Brasileiro/Futebol

A última rodada do Brasileirão coloca a ética no esporte em xeque

O Brasileirão 2014 termina esse fim de semana, com pouca coisa em jogo. Pelo menos dentro de campo, porque fora dele, muitas dúvidas rondam as cabeças dos torcedores. Nas quatro linhas, apenas 5 jogos realmente valem alguma coisa. No sábado, Corinthians e Internacional escreverão mais um capítulo da rivalidade entre os clubes na disputa pela última vaga direta na fase de grupos da Libertadores do ano que vem. E no domingo, Palmeiras, Vitória e Bahia brigam pela permanência na Série A em 2015.

Um assunto que sempre é levantado nas últimas rodadas de cada campeonato é sobre a ajuda financeira de um time para incentivar a vitória do outro. A questão é ampla. Se uma instituição paga a outra para vencer, a chamada mala branca, vale. Mas se paga para perder, a chamada mala preta, aí é crime. Na verdade, nenhum dos casos deveria ser considerado normal. Cada time tem a sua folha salarial e os atletas já têm a responsabilidade de vencer e representar a sua torcida da melhor maneira possível. Claro que existem abismos financeiros entre os times no País, mas mesmo uma equipe da quinta divisão que pague um salário mínimo que seja a seus funcionários tem a mesma responsabilidade com a vitória e com a desportividade, ou seja, com o resultado produzido dentro do campo. Nesses momentos decisivos a imprensa bate na questão, jogadores admitem que já receberam dinheiro em algum momento da carreira para vencer e tudo é visto com normalidade.

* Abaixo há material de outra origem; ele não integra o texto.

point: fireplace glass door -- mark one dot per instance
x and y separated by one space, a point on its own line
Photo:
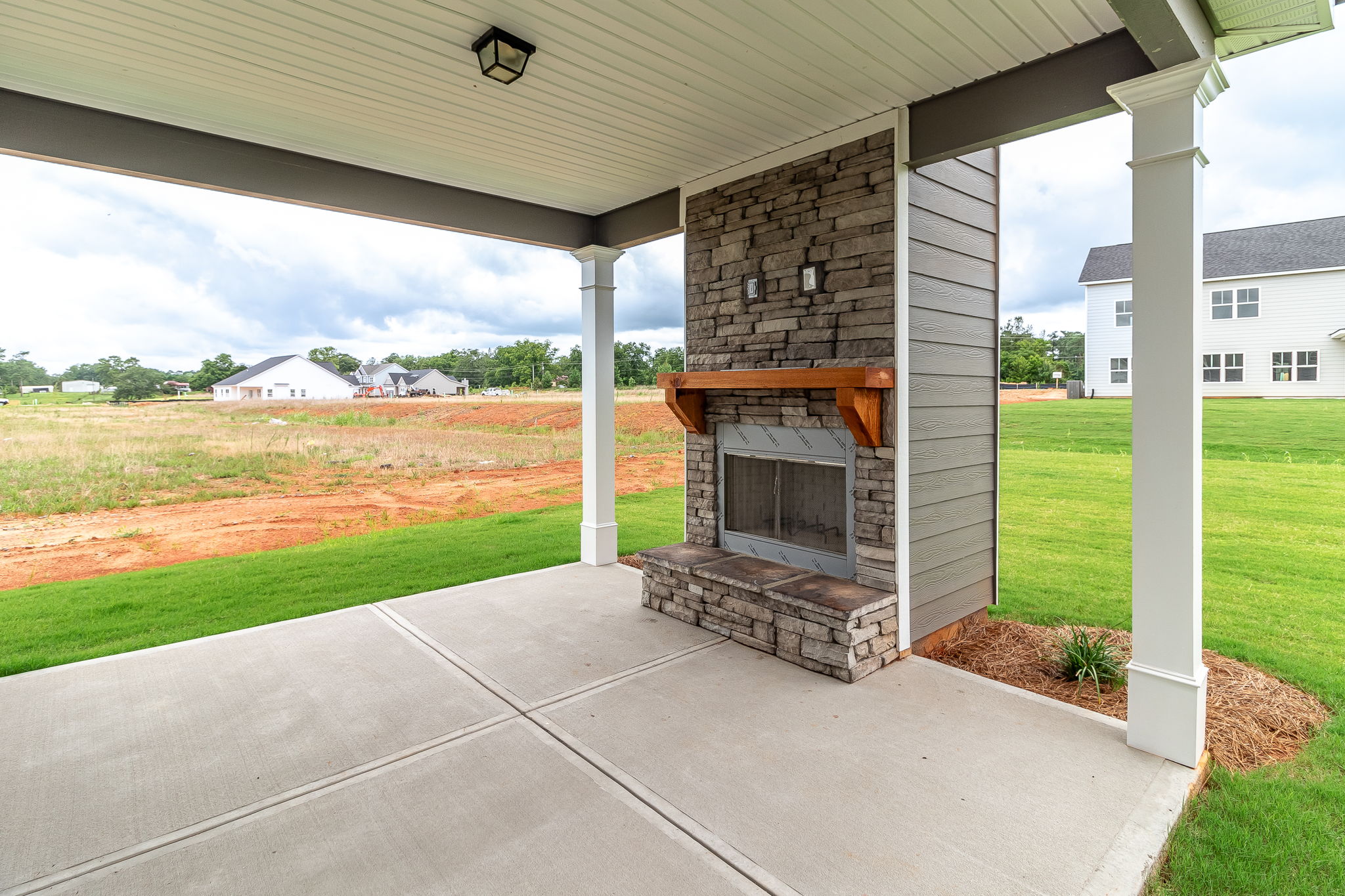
801 503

O que eu sempre me perguntei é: “Poque esses caras não levantam essas dúvidas no começo do campeonato?” Afinal de contas, se o Brasileirão é disputado no formato de pontos corridos, a primeira rodada tem a mesma importância da última. Então “comprar”, ou tentar comprar um resultado no começo pode? Realmente não entendo. E a ética do esporte, principalmente do futebol, parece cada vez mais uma palavra vaga.

Em 2014, os casos envolvendo malas brancas, pretas, pardas, amarelas, ou seja lá qual cor, voltam à tona. E os boatos são os mais variados: o Corinthians, que está em crise financeira, teria enviado uma mala para o Figueirense vencer o Internacional. Do mesmo jeito que o Colorado teria prometido dinheiro ao rebaixado Criciúma para arrancar pontos importantes do alvinegro em plena Arena Corinthians. Na luta pela sobrevivência na primeira divisão, o negócio é mais pesado. O Atlético Paranaense, por meio do presidente Mário Celso Petraglia, admitiu facilitar o jogo contra o Palmeiras para prejudicar o Vitória, por pendências financeiras entre os rubro-negros. Não fosse o Verdão no meio da disputa, o clássico Ba-Vi seria disputado com malas, as do Bahia indo para o Santos e as do Vitória, para o Coritiba.

Em meio às especulações, prefiro acreditar ainda no esporte e na sua imprevisibilidade. Que Palmeiras honre suas tradições e consiga a vitória sobre o Atlético dentro das quatro linhas. Ou que perca e aceite o terceiro rebaixamento.  Que o Colorado garanta sua vaga na Libertadores. Ou que o Corinthians consiga reverter a vantagem dos gaúchos e fuja do fantasma da Pré e do grupo da morte. Que o Bahia estrague a despedida de Alex e cale o Couto Pereira, mas ensurdeça Salvador com a permanência na Série A. Ou que o camisa 10 do COxa brilhe em seu último jogo e rebaixe o tricolor baiano. Que o Vitória sufoque o Santos no Baradão. Ou que o Peixe mostre que merecia mais do que o meio da tabela. Mas que seja limpo, sem a interferência externa.